Als Entschädigung ging das Umbauen wenigstens angenehm schnell, und bereits nach den ersten Sekunden, in denen meine Kleidung zu "Die Stulle Nach Dem Schiss" flatterte, vergaß ich alle Unannehmlichkeiten. "Blau An Der Küste" schloss sich an, und wie aus dem Nichts kam eine gemütliche, melancholische und familiäre Atmosphäre auf, während sie mit "Schwan" und "Prima Wetter" begannen, die lange Liste meiner Wünsche abzuhaken.

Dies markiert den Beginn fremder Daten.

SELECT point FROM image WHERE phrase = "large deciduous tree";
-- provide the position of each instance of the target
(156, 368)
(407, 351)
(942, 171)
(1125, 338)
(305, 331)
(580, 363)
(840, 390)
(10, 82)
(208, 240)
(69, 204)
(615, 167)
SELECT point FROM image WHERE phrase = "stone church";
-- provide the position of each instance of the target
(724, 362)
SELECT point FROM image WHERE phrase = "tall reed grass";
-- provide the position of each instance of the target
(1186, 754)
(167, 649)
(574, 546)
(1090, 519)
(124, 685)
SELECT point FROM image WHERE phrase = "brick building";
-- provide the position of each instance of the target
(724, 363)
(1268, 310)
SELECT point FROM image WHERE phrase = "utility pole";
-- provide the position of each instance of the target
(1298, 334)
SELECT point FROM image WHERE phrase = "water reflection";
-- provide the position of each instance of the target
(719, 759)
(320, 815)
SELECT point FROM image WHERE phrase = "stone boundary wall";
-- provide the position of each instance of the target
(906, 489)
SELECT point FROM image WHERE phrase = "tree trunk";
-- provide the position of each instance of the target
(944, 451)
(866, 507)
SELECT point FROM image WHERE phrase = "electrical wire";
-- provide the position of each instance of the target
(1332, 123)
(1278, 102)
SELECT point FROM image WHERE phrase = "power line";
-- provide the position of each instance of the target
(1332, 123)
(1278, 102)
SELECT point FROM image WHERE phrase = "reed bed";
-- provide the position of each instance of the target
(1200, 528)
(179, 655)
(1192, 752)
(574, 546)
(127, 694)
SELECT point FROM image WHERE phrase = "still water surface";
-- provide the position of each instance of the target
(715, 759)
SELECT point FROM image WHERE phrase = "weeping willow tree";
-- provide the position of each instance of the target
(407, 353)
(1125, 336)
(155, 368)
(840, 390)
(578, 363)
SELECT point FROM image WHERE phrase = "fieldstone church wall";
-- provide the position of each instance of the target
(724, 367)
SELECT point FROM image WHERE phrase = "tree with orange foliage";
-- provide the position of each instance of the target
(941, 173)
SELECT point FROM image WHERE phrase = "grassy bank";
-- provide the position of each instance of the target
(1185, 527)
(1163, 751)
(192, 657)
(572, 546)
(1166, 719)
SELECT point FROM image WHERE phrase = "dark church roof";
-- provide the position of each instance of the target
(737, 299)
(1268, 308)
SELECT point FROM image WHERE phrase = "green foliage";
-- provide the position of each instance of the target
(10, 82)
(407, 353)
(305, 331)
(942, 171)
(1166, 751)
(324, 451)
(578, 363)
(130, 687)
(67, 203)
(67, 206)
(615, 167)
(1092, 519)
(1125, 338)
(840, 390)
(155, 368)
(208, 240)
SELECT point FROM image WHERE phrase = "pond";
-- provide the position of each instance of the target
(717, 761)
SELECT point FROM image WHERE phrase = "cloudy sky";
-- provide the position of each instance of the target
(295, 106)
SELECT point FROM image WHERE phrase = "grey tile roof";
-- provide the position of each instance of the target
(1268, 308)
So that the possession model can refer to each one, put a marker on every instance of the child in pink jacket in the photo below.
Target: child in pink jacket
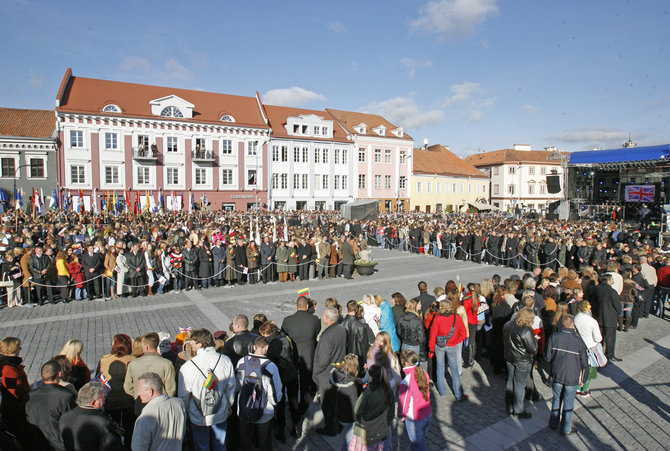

Falls es jemand geschafft haben sollte, einen Bogen um das Phänomen TURBOSTAAT zu machen, dann sei das an dieser Stelle kurz angeschnitten. Die fünfköpfige Band zeichnet sich durch hervorragende, wenn auch stets schwierige Texte und die dazu passende, traurige und verträumte musikalische Untermalung aus, ohne jedoch dabei den rauen Charakter zu Gunsten der Massenkompatibilität über Bord zu werfen. Sie haben sich so in den letzten Jahren einen Haufen Bewunderer erspielt und sind dabei scheinbar nur wie ein Wunder der Aufmerksamkeit der Massenmusikmedien entkommen. In dem gut gefüllten größeren der beiden Räume waren auch die meisten Besucher erstaunlich textsicher und wohl nur im Einzelfall zufällig dort gelandet.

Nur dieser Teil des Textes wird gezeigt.